Trabajar en algo que no es lo que más te gusta es definitivamente lo más difícil de esta vida, pero de vez en cuando (o tal vez una vez en la vida y ya) está bien. Estoy a puertas de terminar la segunda y última tesis de este master y después del exitoso semestre en Harvard (que considero la mejor temporada académica de mi vida) me lancé a probar algo nuevo. Para esta segunda tesis estoy, nada más y nada menos, que probando la efectividad de un software. No suena muy biológico, pero si tomamos en cuenta que dicho programa es (o fue?) el más comúnmente usado en todo el mundo en el tópico de genética de poblaciones entonces ya la cosa empieza a tener sentido.

Estoy trabajando con “Structure”. Este es un programa de computadora que fue sacado a la luz en el año 2000 y presentado por Pritchard y colaboradores. Basta que lo busquen en el google scholar y vean la cantidad de veces que ha sido citado el paper para que se hagan una idea del impacto que ha tenido este programa en la rama de genética de poblaciones. ¿Qué hace Structure? Pues, como su nombre lo dice, busca descifrar la estructura genética que tus datos puedan presentar. Imaginando que has tomado muestras de varios individuos de cierta especie, el programa te puede decir si tales individuos son más que simplemente “un grupo de individuos” y pertenecen a más de un grupo genéticamente diferenciado. Por ejemplo, podrías estar tomando muestras de sangre o lo que sea a una especie a lo largo de un transecto de varios kilómetros y podrías catalogar a todos los individuos que encuentras como si fueran de la misma población. Pero es posible que al analizar la información genética (con Structure, por ejemplo) te des cuenta que no se trata simplemente de una población, sino de dos que están una al lado de la otra! La mayoría de las veces estas diferencias genéticas no las podrás observar visiblemente, por lo que el análisis genético es la única forma de estar seguros que estamos frente a más de una sola población.
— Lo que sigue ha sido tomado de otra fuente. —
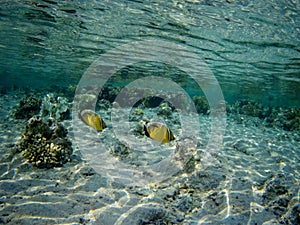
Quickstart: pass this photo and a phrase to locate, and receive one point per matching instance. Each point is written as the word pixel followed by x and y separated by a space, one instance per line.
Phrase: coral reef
pixel 287 119
pixel 44 143
pixel 27 107
pixel 201 104
pixel 55 107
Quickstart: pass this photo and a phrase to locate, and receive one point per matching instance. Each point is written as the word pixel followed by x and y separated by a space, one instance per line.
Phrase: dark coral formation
pixel 287 119
pixel 44 143
pixel 28 107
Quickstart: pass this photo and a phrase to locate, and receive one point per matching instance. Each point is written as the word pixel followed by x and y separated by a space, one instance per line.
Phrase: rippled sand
pixel 254 179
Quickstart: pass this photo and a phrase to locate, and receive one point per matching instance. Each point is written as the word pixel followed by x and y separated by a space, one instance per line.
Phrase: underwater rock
pixel 165 109
pixel 158 132
pixel 55 107
pixel 44 143
pixel 28 107
pixel 201 104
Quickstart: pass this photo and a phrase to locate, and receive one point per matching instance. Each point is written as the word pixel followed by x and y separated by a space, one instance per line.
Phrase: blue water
pixel 252 47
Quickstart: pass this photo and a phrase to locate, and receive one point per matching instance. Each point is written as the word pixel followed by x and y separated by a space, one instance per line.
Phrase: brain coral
pixel 44 143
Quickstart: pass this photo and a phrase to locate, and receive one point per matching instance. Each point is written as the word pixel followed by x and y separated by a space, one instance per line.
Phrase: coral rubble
pixel 55 107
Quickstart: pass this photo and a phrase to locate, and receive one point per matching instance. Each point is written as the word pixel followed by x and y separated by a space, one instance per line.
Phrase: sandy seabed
pixel 254 180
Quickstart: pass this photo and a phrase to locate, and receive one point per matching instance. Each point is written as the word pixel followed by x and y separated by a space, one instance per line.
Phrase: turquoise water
pixel 252 47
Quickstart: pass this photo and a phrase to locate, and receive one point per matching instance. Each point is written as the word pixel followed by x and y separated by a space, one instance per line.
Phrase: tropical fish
pixel 158 132
pixel 92 119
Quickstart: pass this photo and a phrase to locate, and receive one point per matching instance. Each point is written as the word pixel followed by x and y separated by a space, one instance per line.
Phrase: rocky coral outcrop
pixel 44 143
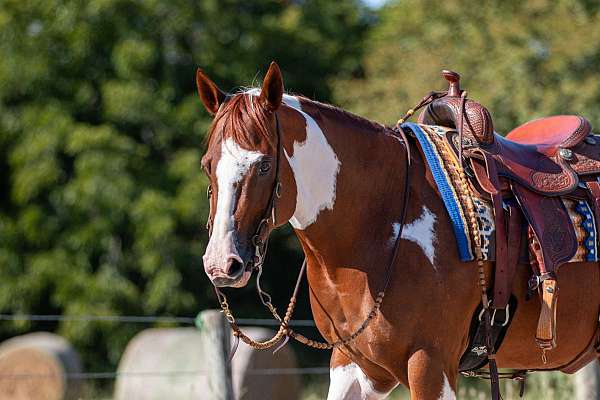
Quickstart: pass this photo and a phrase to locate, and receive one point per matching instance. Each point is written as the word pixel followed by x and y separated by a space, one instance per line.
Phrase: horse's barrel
pixel 35 366
pixel 169 363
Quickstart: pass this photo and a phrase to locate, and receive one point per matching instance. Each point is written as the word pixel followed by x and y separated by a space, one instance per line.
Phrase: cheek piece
pixel 260 242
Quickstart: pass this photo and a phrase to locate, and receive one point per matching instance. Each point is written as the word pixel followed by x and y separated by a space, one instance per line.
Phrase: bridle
pixel 260 242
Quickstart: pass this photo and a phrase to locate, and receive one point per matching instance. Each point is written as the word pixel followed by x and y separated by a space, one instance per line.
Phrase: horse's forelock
pixel 245 120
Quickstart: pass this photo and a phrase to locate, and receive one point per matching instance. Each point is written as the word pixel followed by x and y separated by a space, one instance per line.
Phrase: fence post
pixel 587 382
pixel 216 343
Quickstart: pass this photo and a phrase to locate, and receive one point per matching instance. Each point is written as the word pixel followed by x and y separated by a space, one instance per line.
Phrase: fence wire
pixel 141 319
pixel 161 374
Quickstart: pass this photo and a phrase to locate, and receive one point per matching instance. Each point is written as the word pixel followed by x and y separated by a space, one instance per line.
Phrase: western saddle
pixel 524 174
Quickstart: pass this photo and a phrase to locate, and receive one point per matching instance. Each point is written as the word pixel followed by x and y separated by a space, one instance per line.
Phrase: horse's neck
pixel 349 176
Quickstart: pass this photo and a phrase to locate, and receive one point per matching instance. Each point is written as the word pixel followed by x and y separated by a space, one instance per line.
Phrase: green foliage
pixel 521 59
pixel 102 199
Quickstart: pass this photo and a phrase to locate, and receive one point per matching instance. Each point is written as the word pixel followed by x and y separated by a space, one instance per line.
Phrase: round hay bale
pixel 35 366
pixel 168 363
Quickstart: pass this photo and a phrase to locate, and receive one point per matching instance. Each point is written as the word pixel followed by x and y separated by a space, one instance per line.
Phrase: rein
pixel 261 247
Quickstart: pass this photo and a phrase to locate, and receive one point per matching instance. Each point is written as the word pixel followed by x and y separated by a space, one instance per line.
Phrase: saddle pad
pixel 429 137
pixel 449 190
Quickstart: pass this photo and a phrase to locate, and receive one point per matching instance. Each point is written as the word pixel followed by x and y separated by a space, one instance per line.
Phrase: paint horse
pixel 341 182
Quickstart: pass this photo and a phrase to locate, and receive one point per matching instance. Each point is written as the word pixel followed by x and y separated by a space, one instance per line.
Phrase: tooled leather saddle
pixel 525 174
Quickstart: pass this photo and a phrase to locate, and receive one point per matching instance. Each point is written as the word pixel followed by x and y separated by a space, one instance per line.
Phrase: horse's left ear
pixel 272 90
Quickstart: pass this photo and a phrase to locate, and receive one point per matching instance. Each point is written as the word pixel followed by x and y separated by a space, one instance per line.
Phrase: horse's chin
pixel 239 282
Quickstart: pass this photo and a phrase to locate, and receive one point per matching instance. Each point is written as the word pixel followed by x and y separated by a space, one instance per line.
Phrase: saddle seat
pixel 550 134
pixel 537 154
pixel 526 175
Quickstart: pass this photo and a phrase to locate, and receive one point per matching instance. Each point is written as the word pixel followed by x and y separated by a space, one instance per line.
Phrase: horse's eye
pixel 264 167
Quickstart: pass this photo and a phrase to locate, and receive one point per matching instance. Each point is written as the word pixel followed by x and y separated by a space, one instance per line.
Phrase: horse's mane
pixel 241 118
pixel 244 119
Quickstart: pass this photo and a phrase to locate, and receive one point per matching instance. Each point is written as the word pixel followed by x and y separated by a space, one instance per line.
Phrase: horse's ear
pixel 212 97
pixel 272 90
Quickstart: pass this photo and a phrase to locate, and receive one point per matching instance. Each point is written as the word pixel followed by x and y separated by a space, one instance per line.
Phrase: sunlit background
pixel 102 199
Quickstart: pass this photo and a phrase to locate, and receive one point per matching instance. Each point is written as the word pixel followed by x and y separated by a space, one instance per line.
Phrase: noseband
pixel 260 242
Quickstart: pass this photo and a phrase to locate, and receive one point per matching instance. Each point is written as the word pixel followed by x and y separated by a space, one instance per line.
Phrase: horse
pixel 352 189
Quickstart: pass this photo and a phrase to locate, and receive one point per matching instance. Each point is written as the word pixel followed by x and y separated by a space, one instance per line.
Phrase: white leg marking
pixel 349 382
pixel 231 168
pixel 315 167
pixel 421 232
pixel 447 393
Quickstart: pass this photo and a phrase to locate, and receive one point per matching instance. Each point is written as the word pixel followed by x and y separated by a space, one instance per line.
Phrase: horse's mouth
pixel 239 280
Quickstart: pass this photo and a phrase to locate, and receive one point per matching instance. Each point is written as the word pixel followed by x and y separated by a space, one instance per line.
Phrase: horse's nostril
pixel 235 269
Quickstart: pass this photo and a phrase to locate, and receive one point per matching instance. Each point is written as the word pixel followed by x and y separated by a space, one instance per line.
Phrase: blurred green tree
pixel 522 59
pixel 102 200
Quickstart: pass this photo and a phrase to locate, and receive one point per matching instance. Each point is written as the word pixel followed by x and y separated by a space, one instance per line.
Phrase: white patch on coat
pixel 231 168
pixel 421 232
pixel 315 167
pixel 349 382
pixel 447 393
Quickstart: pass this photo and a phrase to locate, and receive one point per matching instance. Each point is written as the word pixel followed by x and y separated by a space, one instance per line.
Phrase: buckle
pixel 506 316
pixel 493 317
pixel 534 282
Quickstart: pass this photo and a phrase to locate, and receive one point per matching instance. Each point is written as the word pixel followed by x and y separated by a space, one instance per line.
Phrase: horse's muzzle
pixel 235 273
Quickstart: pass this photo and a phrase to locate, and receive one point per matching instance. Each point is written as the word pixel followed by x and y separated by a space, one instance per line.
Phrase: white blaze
pixel 315 167
pixel 231 168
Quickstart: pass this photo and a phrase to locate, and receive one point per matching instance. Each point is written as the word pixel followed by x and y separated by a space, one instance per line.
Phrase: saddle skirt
pixel 439 148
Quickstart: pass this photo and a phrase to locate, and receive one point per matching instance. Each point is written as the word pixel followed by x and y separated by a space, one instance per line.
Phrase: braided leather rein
pixel 261 245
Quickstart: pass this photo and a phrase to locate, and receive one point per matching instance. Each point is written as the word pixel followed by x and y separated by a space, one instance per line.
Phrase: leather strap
pixel 503 270
pixel 503 280
pixel 594 188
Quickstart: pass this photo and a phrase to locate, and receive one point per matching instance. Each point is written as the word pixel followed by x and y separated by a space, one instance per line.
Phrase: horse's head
pixel 242 162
Structure se ha utilizado para diversos tipos de problemas en ramas como la genética de la conservación, especiación y sobre todo diría yo, casos de hibridación (especialmente por el efecto que este fenómeno tiene en los dos anteriores!). Volviendo al ejemplo del transecto en el que encontramos dos poblaciones genéticamente diferenciadas puede que haya una zona intermedia en dicho transecto en donde ambas poblaciones “puras” entren en contacto y donde cuyos integrantes se mezclen, dando origen a un tercer grupo o población híbrido.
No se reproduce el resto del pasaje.